I had the same issue with Zuke and Sh


----------



## rc (Aug 1, 2007)

rc said:


> I had the same issue with Zuke and Sh





rc said:


> I had the same issue with Zuke and Sh


I had the same issue with Zuke and Shaw Wing. Motor barely hit on port side. I put a small piece of reinforced rubber hose on hydraulic steering. Secured it with zip ties. Works great really no loss in turning radius.


----------



## Redfisher80 (Jul 17, 2017)

Team,
Just a quick update on performance with my trans cav plate. I installed it last week. 
Ran the boat Tuesday in Galveston without it and with the stock prop and motor on the highest setting on the jack plate....results were poor to say the least, minimal prop bite with the stock Suzuki prop (11-3/4 with 14 pitch) at any speed over 23mph with the Zuke 60 buried as low in the water as possible.
Got the cav plate back from being gel coated on Wednesday, installed it and ran it with the stock prop on Thursday!

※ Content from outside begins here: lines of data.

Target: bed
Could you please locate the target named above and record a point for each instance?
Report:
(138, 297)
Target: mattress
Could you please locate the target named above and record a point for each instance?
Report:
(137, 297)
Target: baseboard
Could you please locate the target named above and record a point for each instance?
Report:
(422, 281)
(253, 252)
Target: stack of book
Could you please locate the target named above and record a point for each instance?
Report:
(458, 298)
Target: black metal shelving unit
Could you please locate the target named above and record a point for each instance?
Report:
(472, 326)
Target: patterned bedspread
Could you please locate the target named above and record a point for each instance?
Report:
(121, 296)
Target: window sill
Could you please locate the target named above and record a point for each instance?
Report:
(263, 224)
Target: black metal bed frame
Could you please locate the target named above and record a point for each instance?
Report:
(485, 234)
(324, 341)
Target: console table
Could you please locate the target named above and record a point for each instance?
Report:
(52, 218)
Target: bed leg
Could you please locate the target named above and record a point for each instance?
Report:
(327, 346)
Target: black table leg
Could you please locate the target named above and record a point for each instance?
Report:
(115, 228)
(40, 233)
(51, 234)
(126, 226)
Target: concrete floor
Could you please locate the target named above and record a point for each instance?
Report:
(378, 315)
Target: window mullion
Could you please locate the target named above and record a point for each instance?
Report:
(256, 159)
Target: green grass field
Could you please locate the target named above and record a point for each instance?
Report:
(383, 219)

Results were unreal....! Could get on plane, had full trim tab capability, hitting 34mph with two guys and full gear at 6200 rpm! I could actually lift the jack plate about 2-2 1/2” without losing bite..... 
I got jacks prop in on Thursday and wanted to run Friday but when I got home....I realized I had a broken Skeg! Must have hit something at the lake....never heard or felt a thing....weird! Shit happens.....just fix it and move on.
Fixing this week, installing jacks wheel and will run this weekend.....will share results once I run the setup. I have an 18’-2” canyon bay skiff with a Suzuki 60 fourstroke....skiff is very similar to the BT mosquito.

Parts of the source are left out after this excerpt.